Belirtilen gerekçelerle 46.770,00-TL maddi zarar açısından davanın reddine, netice itibarıyla dava kısmen kabul, kısmen ret ile sonuçlandığından davacı tarafından yapılan 451,95-TL yargılama giderinden davadaki haklılık oranına göre belirlenen 122,00-TL’si ve dava aşamasında peşin yatırılan 955,20-TL nispi karar harcı ile karar tarihinde yürürlükte bulunan Avukatlık Asgari Ücret Tarifesi uyarınca belirlenen 1.362,00-TL vekalet ücretinin davalı idareden alınarak davacıya verilmesine, kalan 329,95 TL yargılama giderinin davacı üzerinde bırakılmasına, temyiz ve karar düzeltme aşamasında davalı idarece yapılan 127,70-TL yargılama giderinden 98,20-TL ile karar tarihinde yürürlükte bulunan Avukatlık Asgari Ücret Tarifesi uyarınca belirlenen 1.362,00-TL vekalet ücretinin davacıdan alınarak davalı idareye verilmesine, kalan 29,50-TL yargılama giderinin davalı idare üzerinde bırakılmasına, Mahkemece hüküm altına alınan ve davacı lehine kabul edilen 17.550,00-TL üzerinden hesaplanan 1.198,84-TL nispi harçtan dava açılırken peşin alınan 955,20 TL harcın mahsubu ile geriye kalan 243,64 TL harcın davalı idarenin 492 sayılı Harçlar Kanunu’nun 13/j maddesi uyarınca harçtan muaf olması nedeniyle tahsiline yer olmadığına, artan posta ücretinin kararın kesinleşmesinden sonra taraflara iadesine karar verilmiştir.

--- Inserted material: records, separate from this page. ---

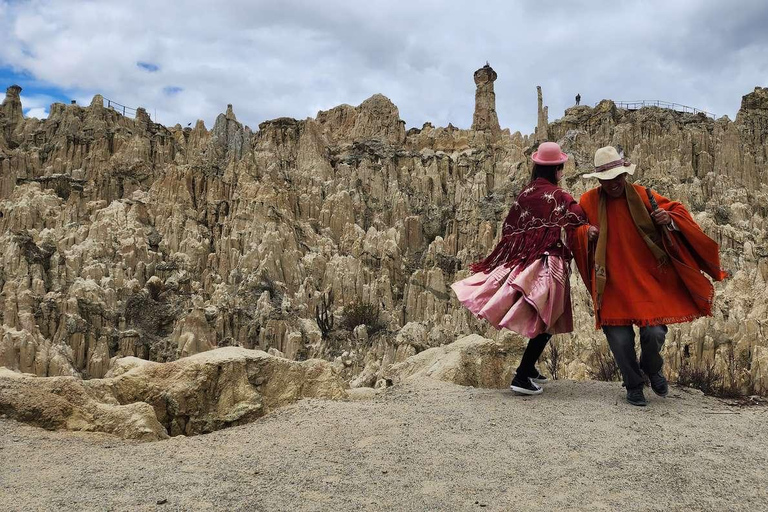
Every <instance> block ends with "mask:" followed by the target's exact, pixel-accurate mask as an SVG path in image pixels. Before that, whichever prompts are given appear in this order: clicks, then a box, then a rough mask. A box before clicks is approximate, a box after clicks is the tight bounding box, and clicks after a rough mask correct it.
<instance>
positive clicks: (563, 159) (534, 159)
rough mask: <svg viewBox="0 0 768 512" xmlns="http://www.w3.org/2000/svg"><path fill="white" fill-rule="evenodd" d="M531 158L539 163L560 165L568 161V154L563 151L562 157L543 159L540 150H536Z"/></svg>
mask: <svg viewBox="0 0 768 512" xmlns="http://www.w3.org/2000/svg"><path fill="white" fill-rule="evenodd" d="M531 160H533V161H534V163H537V164H539V165H560V164H564V163H565V162H567V161H568V155H566V154H565V153H563V152H562V151H561V152H560V158H558V159H557V160H541V159H540V158H539V152H538V151H534V153H533V154H532V155H531Z"/></svg>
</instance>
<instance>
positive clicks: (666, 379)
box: [648, 371, 669, 397]
mask: <svg viewBox="0 0 768 512" xmlns="http://www.w3.org/2000/svg"><path fill="white" fill-rule="evenodd" d="M648 378H649V379H650V380H651V389H652V390H653V392H654V393H656V394H657V395H659V396H660V397H665V396H667V395H668V394H669V383H668V382H667V379H666V377H664V374H663V373H661V371H659V372H657V373H654V374H653V375H649V376H648Z"/></svg>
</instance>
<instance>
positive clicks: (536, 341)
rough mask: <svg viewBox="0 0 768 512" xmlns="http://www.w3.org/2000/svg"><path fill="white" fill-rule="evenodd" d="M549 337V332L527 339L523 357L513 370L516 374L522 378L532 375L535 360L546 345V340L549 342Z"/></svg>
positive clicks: (540, 334) (546, 345)
mask: <svg viewBox="0 0 768 512" xmlns="http://www.w3.org/2000/svg"><path fill="white" fill-rule="evenodd" d="M551 337H552V335H551V334H547V333H542V334H539V335H538V336H536V337H535V338H531V339H530V340H528V346H527V347H525V352H523V358H522V359H521V360H520V366H518V367H517V370H516V371H515V375H516V376H518V377H523V378H525V377H531V376H533V369H534V367H535V366H536V361H538V360H539V357H541V354H542V353H544V348H545V347H546V346H547V342H549V339H550V338H551Z"/></svg>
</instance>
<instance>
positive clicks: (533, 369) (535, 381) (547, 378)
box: [531, 368, 549, 384]
mask: <svg viewBox="0 0 768 512" xmlns="http://www.w3.org/2000/svg"><path fill="white" fill-rule="evenodd" d="M531 380H532V381H533V382H535V383H536V384H546V383H547V382H549V379H548V378H547V377H546V376H544V375H542V374H541V372H540V371H539V370H537V369H536V368H534V369H533V375H531Z"/></svg>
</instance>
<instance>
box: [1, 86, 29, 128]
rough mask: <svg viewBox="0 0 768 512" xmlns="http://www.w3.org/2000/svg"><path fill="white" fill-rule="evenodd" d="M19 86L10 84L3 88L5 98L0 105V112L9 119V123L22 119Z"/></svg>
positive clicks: (16, 122) (17, 120) (19, 122)
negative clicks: (1, 112) (4, 88)
mask: <svg viewBox="0 0 768 512" xmlns="http://www.w3.org/2000/svg"><path fill="white" fill-rule="evenodd" d="M20 93H21V87H19V86H18V85H12V86H10V87H9V88H8V89H6V90H5V99H4V100H3V103H2V105H0V112H2V113H3V114H5V117H6V118H7V119H9V120H10V122H11V124H16V123H20V122H22V121H23V120H24V112H23V111H22V108H21V98H20V97H19V94H20Z"/></svg>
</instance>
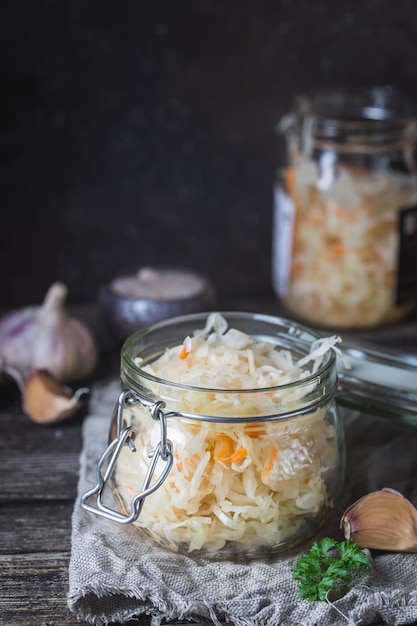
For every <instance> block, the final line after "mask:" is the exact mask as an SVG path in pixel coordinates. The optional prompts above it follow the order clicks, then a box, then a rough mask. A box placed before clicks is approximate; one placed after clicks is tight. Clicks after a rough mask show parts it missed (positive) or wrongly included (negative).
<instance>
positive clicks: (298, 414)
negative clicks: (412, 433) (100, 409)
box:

TEMYİZ EDENLERİN İDDİALARI : Davalı idare tarafından, Mahkeme’ce reddedilen kısmın 46.770,00-TL olduğu, Avukatlık Asgari Ücret Tarifesi’nin 3. kısmı üzerinden lehine 5.494,70-TL vekâlet ücretine hükmedilmesi gerektiği, Mahkeme kararı ile lehine 1.362,00-TL vekâlet ücretine hükmedilmiş olmasının ve harçtan muaf olmasına rağmen Mahkeme kararında aleyhine harca hükmedilmesinin hukuka aykırı olduğu ileri sürülmektedir.
Davacı tarafından, ihalenin Kamu İhale Kurumu’nun ihalenin iptal edilmesi yönündeki kararı neticesinde idare ile imzaladıkları sözleşmenin feshedildiği, bu durumun mücbir sebep teşkil etmediği, sözleşmenin kararlaştırılan bedelin %80 altında bir bedelle tamamlandığı anlamı taşıdığı, bu nedenle Kamu İhale Sözleşmeleri Kanunu’nun 24. maddesinde düzenlenen %5 kâr olan 46.770,00-TL’nin taraflarına ödenmesi gerektiği, temyize konu Mahkeme kararının hukuka aykırı olduğu ileri sürülmektedir.

TARAFLARIN SAVUNMASI : Taraflarca savunma verilmemiştir.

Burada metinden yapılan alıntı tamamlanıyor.